Make sure the node is known to YAIM People's Front, by adding it's MAC/IP addresses, etc.

These steps only need done once.

Main Sequence

  1. Use the setboot utility to set the correct PXE boot for the host, e.g., sl-4x-x86_64-eth0-ks
    1. Note the coded boot image here: Scientific Linux (sl), version 4x, architecture x86_64, install over eth0, with kickstart (ks).
    2. For a list of boot images see the /usr/local/ypf/tftp/pxelinux.cfg directory.
  2. Check the contents of /usr/local/ypf/www/classes.conf which determine the kickstart file.
    1. Currently for workernodes this should be nodeXXX: sl-4x-x86_64 eth0 yumsl4x compat32 cfengine wn
    2. Note the correspondence with the boot image naming scheme above.
    3. Unless a node is completely new this file should in fact be ok.
  3. Allow the node to recover secrets
    1. Use allowsecret --host=nodeXXX-nodeYYY
  4. Reboot the node(s): Reboot or nodepower --reboot --host=....
  5. Nodes will PXE boot, kickstart and themselves
    1. As part of the kickstart process the nodes do a yum update, so they will reboot fully patched.
  6. Upon reboot, a node will signal its first boot by writing a file into /usr/local/ypf/var/firstboot/NODENAME
  7. The firstbootwatcher script looks for hostnames in this file, and if they are authorised, pushes the ssh keys, cfengine keys and grid certificates to the host.
  8. cfengine starts and configures the node for use.
    1. cfengine will not start if the node doesn't have its correct ssh host keys (this is a proxy for having been granted secrets) .
    2. If everything looks ok after YAIM has been run, then pbs_mom is started to join the batch system.

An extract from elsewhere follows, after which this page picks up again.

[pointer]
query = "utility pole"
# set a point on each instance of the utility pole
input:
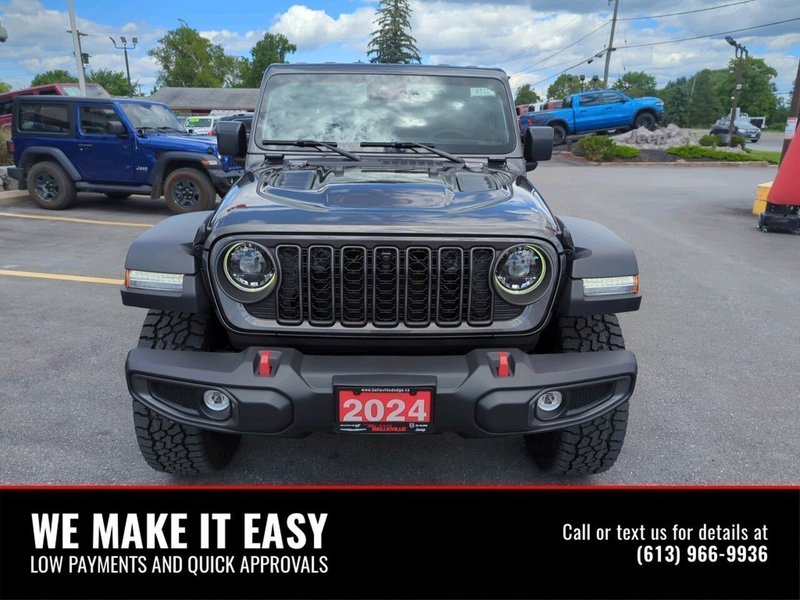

Note that if WNs are taken out the batch system then they are probably marked as offline in torque, so use pbsnodes -c NODE to clear the offline status.

Example

Two worker nodes, node013 and node088 have been repaired and need to be rebuilt and brought back into service:

svr031# setboot --verbose --image=sl-30x-i386-eth1-ks --host=node013,node088
svr031# allowsecret --verbose --host=node013,node088
svr031# ppoweroff -n node013,node088
svr031# ppoweron -n node013,node088
[Drink coffee ~10 min]

If this works the nodes should now appear in ganglia and in torque. If pbs_mom was started on the nodes then YAIM ran correctly, so all is well. If the nodes were marked offline then on svr016 do pbsnodes -c node013 node088.